Clemson has Gettysburg connection
GETTYSBURG — After nearly four decades as the head football coach at Gettysburg College, Barry Streeter has a lot of orange clothing in his closet.
That gives him plenty of options when he heads to Arizona to watch his son Brandon coach top-ranked Clemson University in the College Football Playoff National Championship Game.
Streeter’s son is in his first full season as assistant coach and recruiting coordinator for the undefeated Tigers. He oversees the quarterbacks, including Heisman Trophy finalist DeShaun Watson.
For the elder Streeter, seeing his son excel on the gridiron in the same profession has been a special experience this fall.
“For him to be in coaching is special because he grew up with it,” said the Gettysburg coach, who wrapped up his 37th season guiding the Bullets this fall. “It’s neat how the whole thing has developed.”
Brandon spent most of his youth watching his father coach the Bullets. After starring on the gridiron at Gettysburg High School, he attended Clemson, where he was a two-year starter at quarterback. Brandon received his undergraduate degree in health science and opted to become a collegiate coach like his father before him.
“I thought it was possible because everybody would tell him when he was playing he had a good mind,” Barry Streeter said. “At first I think he was thinking about doing other things, but after he went for grad school and played in the arena league a little bit, he was trying to make some decisions on what he was going to do. I said 'look, give coaching a try.' Obviously he enjoys it and he’s done a good job.”
Brandon’s coaching stops have included Charleston Southern, Clemson, Liberty and Richmond. After helping Richmond reach the Football Championship Subdivision playoffs in 2014, he returned to his alma mater just in time to help guide the team to a victory over Oklahoma in the Russell Athletic Bowl last December.
In addition to leading his own program to a 7-3 record this fall, the elder Streeter has managed to fit in a couple trips to see his son coach the Tigers. He went to the game against Georgia Tech and saw the Atlantic Coach Conference title game against North Carolina. Just last week, Streeter watched from the stands as Clemson beat Oklahoma 37-17 in the Orange Bowl in Miami.

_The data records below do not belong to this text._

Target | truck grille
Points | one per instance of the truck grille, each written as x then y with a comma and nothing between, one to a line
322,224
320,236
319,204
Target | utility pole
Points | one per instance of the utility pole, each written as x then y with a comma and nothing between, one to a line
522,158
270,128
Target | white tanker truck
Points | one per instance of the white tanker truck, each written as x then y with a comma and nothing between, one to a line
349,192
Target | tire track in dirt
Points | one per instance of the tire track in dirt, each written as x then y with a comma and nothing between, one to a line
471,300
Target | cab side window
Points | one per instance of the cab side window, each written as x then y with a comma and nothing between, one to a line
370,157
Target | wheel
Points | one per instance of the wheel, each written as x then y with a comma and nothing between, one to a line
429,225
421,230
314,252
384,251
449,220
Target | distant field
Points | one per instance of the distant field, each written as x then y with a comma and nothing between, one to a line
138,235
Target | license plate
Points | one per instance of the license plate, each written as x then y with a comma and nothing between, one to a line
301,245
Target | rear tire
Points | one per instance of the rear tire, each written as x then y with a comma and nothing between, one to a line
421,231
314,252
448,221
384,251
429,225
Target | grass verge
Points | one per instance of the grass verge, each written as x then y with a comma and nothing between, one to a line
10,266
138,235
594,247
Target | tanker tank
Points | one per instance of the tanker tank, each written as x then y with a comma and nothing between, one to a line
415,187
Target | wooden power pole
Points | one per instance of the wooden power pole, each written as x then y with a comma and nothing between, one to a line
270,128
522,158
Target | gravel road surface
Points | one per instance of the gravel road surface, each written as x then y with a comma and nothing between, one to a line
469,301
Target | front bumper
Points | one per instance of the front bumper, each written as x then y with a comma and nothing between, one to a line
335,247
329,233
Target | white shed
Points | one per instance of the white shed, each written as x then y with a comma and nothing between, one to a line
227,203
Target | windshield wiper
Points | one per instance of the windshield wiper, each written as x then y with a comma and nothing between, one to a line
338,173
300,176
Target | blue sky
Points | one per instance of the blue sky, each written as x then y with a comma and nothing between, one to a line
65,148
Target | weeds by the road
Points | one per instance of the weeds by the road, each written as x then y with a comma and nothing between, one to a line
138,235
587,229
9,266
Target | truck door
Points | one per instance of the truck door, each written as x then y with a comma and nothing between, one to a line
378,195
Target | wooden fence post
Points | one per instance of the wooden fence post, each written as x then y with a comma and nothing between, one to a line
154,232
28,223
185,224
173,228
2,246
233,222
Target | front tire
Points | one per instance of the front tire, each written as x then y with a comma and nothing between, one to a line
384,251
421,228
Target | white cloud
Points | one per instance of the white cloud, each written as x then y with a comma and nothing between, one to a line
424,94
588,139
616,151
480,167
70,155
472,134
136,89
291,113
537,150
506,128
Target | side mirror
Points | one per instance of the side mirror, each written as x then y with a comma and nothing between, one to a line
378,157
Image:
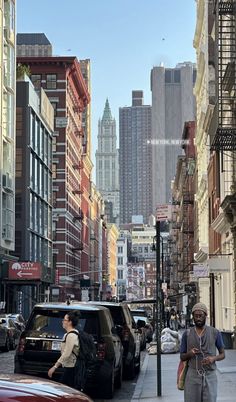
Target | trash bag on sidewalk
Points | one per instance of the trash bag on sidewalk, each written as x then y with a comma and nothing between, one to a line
170,341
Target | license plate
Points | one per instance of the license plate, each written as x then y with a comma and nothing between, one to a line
56,345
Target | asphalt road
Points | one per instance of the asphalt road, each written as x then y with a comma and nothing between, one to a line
122,395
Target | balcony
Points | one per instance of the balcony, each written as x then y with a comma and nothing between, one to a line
79,217
188,198
78,166
79,247
78,190
7,233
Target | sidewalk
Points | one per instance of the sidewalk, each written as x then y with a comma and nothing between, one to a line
146,387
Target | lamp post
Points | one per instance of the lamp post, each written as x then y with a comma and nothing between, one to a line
158,308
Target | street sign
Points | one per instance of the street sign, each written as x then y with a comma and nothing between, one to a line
200,270
84,295
163,212
24,270
219,264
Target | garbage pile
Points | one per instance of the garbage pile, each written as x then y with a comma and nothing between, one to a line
170,342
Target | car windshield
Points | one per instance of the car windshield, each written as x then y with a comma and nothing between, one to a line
117,314
136,318
49,322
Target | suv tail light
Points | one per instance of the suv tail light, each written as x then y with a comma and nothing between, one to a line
101,351
125,334
21,345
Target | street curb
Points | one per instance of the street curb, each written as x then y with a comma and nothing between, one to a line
140,382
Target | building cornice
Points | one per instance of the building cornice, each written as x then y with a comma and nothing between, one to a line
202,254
199,25
220,224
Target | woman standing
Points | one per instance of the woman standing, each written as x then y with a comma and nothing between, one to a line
69,349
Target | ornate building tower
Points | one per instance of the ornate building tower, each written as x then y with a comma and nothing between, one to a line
107,168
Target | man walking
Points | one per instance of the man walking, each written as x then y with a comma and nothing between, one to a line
198,347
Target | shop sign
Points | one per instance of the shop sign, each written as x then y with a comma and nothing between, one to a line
24,270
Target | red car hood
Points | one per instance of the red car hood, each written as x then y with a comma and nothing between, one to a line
26,388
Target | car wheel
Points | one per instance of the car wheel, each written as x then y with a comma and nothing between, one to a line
7,344
109,386
119,377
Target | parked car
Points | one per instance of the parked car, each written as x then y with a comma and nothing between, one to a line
4,337
129,334
18,320
19,388
40,344
12,333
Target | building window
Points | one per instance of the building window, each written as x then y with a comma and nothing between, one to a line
168,76
120,273
36,80
51,81
54,105
18,162
177,76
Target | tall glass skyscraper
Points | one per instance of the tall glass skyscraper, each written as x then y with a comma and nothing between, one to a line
135,160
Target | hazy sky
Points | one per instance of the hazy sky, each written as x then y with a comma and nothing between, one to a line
123,39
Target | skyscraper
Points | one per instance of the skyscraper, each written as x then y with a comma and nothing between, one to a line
7,133
135,160
107,163
173,103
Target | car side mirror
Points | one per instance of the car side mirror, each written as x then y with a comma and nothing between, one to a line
141,324
3,321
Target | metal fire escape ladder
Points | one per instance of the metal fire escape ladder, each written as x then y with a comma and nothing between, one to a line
225,136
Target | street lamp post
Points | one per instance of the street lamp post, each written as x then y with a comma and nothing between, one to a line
158,308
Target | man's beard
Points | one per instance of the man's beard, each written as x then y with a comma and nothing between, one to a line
200,324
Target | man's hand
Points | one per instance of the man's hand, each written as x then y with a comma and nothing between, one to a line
195,351
51,371
208,360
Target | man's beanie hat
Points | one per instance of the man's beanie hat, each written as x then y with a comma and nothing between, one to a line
201,307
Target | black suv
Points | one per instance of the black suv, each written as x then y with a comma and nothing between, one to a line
129,334
40,344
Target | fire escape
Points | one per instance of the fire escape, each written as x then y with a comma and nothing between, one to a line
187,232
224,135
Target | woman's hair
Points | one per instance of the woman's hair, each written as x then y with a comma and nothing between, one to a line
73,316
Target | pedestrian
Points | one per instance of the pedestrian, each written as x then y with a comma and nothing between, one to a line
198,348
173,320
69,349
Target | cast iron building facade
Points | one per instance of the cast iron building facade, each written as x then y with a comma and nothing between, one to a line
173,103
7,134
135,160
33,234
65,87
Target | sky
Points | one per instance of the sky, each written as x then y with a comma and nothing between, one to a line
123,39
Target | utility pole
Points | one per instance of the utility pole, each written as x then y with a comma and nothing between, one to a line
158,307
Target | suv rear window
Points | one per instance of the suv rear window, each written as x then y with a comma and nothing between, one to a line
117,315
49,322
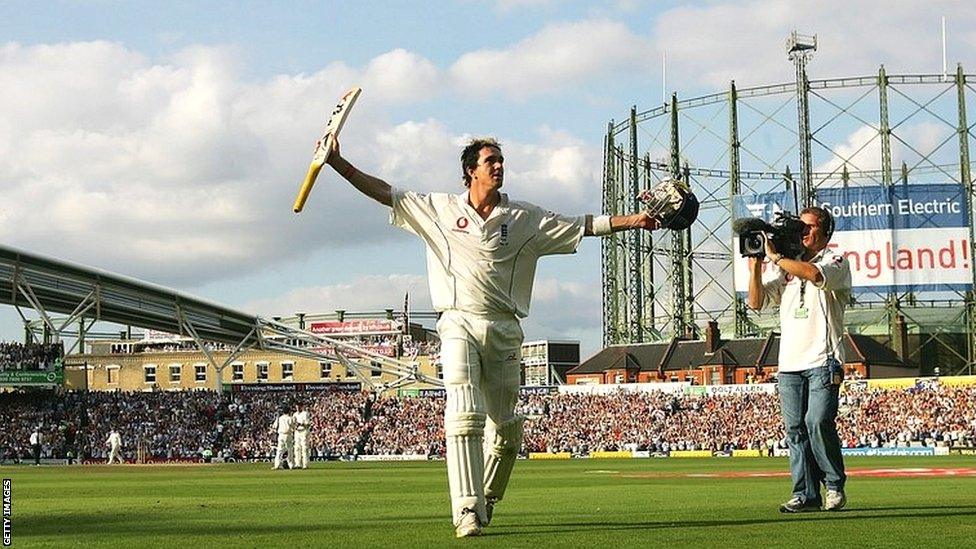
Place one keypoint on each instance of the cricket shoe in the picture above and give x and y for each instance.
(489, 509)
(798, 505)
(469, 525)
(835, 500)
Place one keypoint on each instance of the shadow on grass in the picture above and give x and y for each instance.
(910, 512)
(150, 524)
(146, 524)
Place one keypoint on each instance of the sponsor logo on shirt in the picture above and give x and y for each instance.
(462, 224)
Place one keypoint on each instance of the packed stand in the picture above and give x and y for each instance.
(191, 424)
(32, 357)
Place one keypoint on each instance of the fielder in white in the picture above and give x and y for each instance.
(284, 426)
(482, 249)
(302, 426)
(114, 443)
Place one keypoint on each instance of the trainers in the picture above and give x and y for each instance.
(798, 505)
(469, 525)
(835, 501)
(489, 509)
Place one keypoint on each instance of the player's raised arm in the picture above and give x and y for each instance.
(373, 187)
(605, 224)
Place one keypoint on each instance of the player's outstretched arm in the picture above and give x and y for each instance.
(604, 225)
(373, 187)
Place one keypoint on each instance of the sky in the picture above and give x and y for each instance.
(166, 140)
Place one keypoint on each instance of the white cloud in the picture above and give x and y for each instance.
(558, 56)
(365, 293)
(181, 172)
(401, 76)
(507, 6)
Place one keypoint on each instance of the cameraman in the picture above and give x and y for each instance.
(812, 291)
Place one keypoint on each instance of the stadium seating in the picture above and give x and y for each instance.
(183, 425)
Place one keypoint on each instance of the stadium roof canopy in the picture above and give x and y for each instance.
(88, 295)
(55, 286)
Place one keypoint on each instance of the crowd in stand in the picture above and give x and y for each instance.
(189, 424)
(386, 345)
(34, 356)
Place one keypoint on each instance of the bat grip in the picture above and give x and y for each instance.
(313, 173)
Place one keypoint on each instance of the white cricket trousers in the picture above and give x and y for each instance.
(480, 357)
(301, 449)
(284, 447)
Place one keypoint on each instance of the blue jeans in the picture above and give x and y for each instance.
(808, 401)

“It’s been really exciting,” the Gettysburg coach said. “I was excited for the way our team played this past fall and then watching Clemson when I could. It’s been a pretty special year so far.”
Clemson, seeking its first national title since 1981, faces No. 2 Alabama in Monday’s title game at the University of Phoenix Stadium. Streeter will be in attendance once again, proudly watching as his son oversees his own group of players.
“I’m just proud of what he’s been able to accomplish,” Barry Streeter said. “It’s like watching any of my kids when they were playing, whether it was my sons playing football or my daughters playing field hockey. At some point when they decide to be athletes or whatever they decide to do, you’re going to feel gratification just because they’re an extension of you. You want the best possible for all your kids, you want it to be special, and you want it to be great.”
Corey Jewart is associate director of athletic communications at Gettysburg College.